For the fall schedule, my goal has been to reserve a day a week solely for writing on my book. This has not happened yet because of the rush of other stuff. My challenge for this weekend is to get enough of the underbrush cleared that I can stabilize in a way that allows blocks of time. Turning off the email notification when new email arrives has been a step in the right direction, but of course that doesn’t do anything to reduce the volume of email that still needs to be acted upon and answered. Even given as remote as I am these days, the volume seems overwhelming at times. That’s a problem I haven’t solved yet, nor my propensity to add projects all the time.

I’ve got the first step of my new action plan under way: a group letter to the editor is in the works. Staying silent is simply not an option for me any more. Whatever the additional cost--on top of that already borne--is one I’m willing to pay. We’ll see how things go.

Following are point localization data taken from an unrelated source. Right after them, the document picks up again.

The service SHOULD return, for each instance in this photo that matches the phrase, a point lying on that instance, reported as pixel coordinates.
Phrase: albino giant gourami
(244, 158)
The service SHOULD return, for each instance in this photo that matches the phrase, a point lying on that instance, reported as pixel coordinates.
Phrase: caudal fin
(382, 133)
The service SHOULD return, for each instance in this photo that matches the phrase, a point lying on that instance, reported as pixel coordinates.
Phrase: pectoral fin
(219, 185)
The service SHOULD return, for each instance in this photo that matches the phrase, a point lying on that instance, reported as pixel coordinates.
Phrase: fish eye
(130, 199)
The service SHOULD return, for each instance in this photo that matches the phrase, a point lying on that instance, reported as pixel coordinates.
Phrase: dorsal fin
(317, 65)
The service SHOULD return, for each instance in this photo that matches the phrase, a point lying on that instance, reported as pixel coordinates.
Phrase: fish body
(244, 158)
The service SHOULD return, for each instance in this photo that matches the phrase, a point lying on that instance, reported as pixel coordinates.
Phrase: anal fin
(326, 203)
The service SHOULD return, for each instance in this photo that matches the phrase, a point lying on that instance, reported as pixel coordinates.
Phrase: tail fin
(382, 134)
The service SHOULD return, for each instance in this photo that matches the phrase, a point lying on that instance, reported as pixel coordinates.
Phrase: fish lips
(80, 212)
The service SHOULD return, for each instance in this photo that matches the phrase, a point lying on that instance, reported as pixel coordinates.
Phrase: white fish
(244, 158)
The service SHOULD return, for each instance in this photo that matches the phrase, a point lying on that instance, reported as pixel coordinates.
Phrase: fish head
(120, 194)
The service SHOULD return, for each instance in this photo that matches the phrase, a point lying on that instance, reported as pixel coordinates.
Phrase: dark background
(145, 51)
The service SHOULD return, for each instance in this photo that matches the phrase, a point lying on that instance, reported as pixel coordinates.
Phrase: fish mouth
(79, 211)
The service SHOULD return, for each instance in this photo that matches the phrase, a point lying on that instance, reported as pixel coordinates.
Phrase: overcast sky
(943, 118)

Wednesday, September 2, 2009

New Starts


Where does the time go? Our weekend taking Shea to college was a whirlwind of activity and emotion and passed all too quickly. Not getting home until Sunday night with teaching on Monday--especially at the beginning of the semester, with its attendant kerfuffle--launched the week on a behind-from-the-start footting. It took all day yesterday to dig out a bit, and the digging’s not fully done. Thank goodness for an upcoming three-day weekend to catch up, push back the tide of clutter and detritus left by the packing process, wash the dogs, reorganize, etc.

Shea truly seemed in her element and happy in her surroundings. Since then, she continues to sound upbeat and strong. The picture is of her in her new room, with the stunningly beautiful quilt Kearney made as a surprise for her dorm room. The stitching on the pillow was also done by the amazing Kearney.

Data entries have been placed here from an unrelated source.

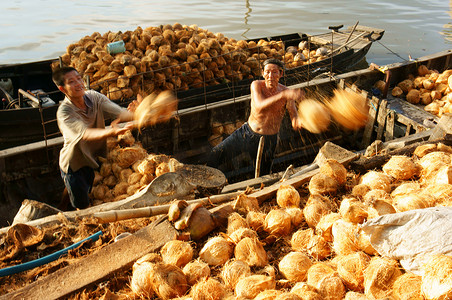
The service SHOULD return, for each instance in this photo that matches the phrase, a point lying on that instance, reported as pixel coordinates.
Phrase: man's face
(272, 74)
(73, 85)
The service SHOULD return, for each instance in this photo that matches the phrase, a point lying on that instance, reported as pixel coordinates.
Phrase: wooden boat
(26, 117)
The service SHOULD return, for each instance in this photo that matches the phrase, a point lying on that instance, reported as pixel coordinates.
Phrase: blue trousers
(78, 185)
(243, 140)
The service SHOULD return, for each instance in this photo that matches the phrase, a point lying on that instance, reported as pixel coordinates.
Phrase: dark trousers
(243, 140)
(78, 185)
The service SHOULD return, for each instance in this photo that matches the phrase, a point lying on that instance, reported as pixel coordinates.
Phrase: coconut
(379, 276)
(242, 233)
(233, 271)
(301, 238)
(314, 115)
(353, 210)
(331, 288)
(216, 251)
(296, 216)
(278, 222)
(333, 168)
(408, 287)
(251, 251)
(305, 291)
(316, 207)
(437, 279)
(325, 225)
(177, 253)
(377, 180)
(294, 266)
(255, 220)
(168, 281)
(287, 196)
(195, 271)
(351, 269)
(208, 288)
(400, 167)
(318, 247)
(251, 286)
(235, 221)
(317, 272)
(344, 237)
(322, 184)
(349, 109)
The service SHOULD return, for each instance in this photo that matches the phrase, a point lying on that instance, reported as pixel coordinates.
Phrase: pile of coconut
(430, 88)
(127, 169)
(175, 57)
(307, 244)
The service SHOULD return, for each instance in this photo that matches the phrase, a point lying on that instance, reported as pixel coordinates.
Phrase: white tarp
(412, 236)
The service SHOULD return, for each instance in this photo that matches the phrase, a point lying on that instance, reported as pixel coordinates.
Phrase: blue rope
(46, 259)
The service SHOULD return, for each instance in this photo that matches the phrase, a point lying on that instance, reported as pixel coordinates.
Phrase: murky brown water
(39, 29)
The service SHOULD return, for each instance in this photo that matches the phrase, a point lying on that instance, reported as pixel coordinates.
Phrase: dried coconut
(178, 253)
(379, 276)
(216, 251)
(250, 286)
(287, 196)
(233, 271)
(251, 251)
(351, 269)
(278, 222)
(333, 168)
(408, 287)
(294, 266)
(301, 238)
(195, 271)
(400, 167)
(437, 278)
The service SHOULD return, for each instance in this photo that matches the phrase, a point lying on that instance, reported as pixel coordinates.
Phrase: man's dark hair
(274, 61)
(58, 75)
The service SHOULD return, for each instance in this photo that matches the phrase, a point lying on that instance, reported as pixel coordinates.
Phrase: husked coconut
(408, 287)
(216, 251)
(333, 168)
(437, 279)
(323, 184)
(351, 269)
(177, 253)
(195, 271)
(301, 238)
(233, 271)
(400, 167)
(251, 251)
(287, 196)
(250, 286)
(294, 266)
(379, 277)
(278, 222)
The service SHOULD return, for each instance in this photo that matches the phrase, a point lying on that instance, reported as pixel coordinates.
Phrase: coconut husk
(251, 286)
(294, 266)
(278, 223)
(408, 287)
(251, 251)
(350, 269)
(379, 277)
(216, 251)
(178, 253)
(208, 288)
(287, 196)
(401, 167)
(195, 271)
(300, 239)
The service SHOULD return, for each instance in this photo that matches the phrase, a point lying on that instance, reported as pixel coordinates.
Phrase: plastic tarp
(412, 236)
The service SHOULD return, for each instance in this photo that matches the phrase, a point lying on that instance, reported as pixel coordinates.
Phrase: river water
(41, 29)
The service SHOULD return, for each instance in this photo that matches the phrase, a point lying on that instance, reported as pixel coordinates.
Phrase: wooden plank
(98, 265)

The living arrangements are interesting. The college bought an apartment building and converted it to dorms. Shea’s living in a suite with a triple, a double and a single. The triple and the double (Shea’s) are filled with freshman women. The single is a guy, who is a junior. When I asked about this, she mentioned that a nearby suite has five freshmen guys and a female sophomore in the single. Now that is my idea of hell: sharing a kitchen, living room and bathroom with five guys new to college and independent living.

The moving in of new freshmen at this college didn’t seem as well organized as our previous experience, as the times on the agenda didn’t always correspond with what was really happening, and there wasn’t enough time for the go-to-Target-to-get-all-the-necessary-stuff-for-the-room run. Plus, it rained the whole time we were there, and then was sunny and glorious on the day we left. Nonetheless, we got to see the place, got Shea settled, at least for a first pass, met the roommate, and generally did what we set out to do. It was grand to have Kearney along and to have dinner with friends after a full day and our goodbyes.

We haven’t much had a time to settle into our empty nest yet, as things have been moving so fast. There’s great news on the PT front, as the mobility, range and control of my shoulder are improving all the time. The current approach that works on complete control within a very small range of motion, and then seeks to expand that range, seems to be effective and the gains just keep coming.

On the minus side, there isn’t much progress on the adrenal system issues. My cortisol levels are still low and the tapering off steroids leaves me without energy by late afternoon most days. Then there’s always the physician friend who saw me and said “you must still be taking steroids--your face is all puffy.” Check. Did I mention that the problem with my knee that turns out to be bone spurs and displacement of the knee cap? We’d thought it was just a soft tissue injury and would go away with time. Evidently not. I can hardly wait to try wearing the brace while exercising... Still, these are pretty minor things in the big picture.

On other fronts, I might be within reaching distance of a plan that seems sensible for approaching my dilemma. The first part seems straightforward by now; the second part, not so much. It’s back to that same old question of how much personal cost is bearable. We’ll see.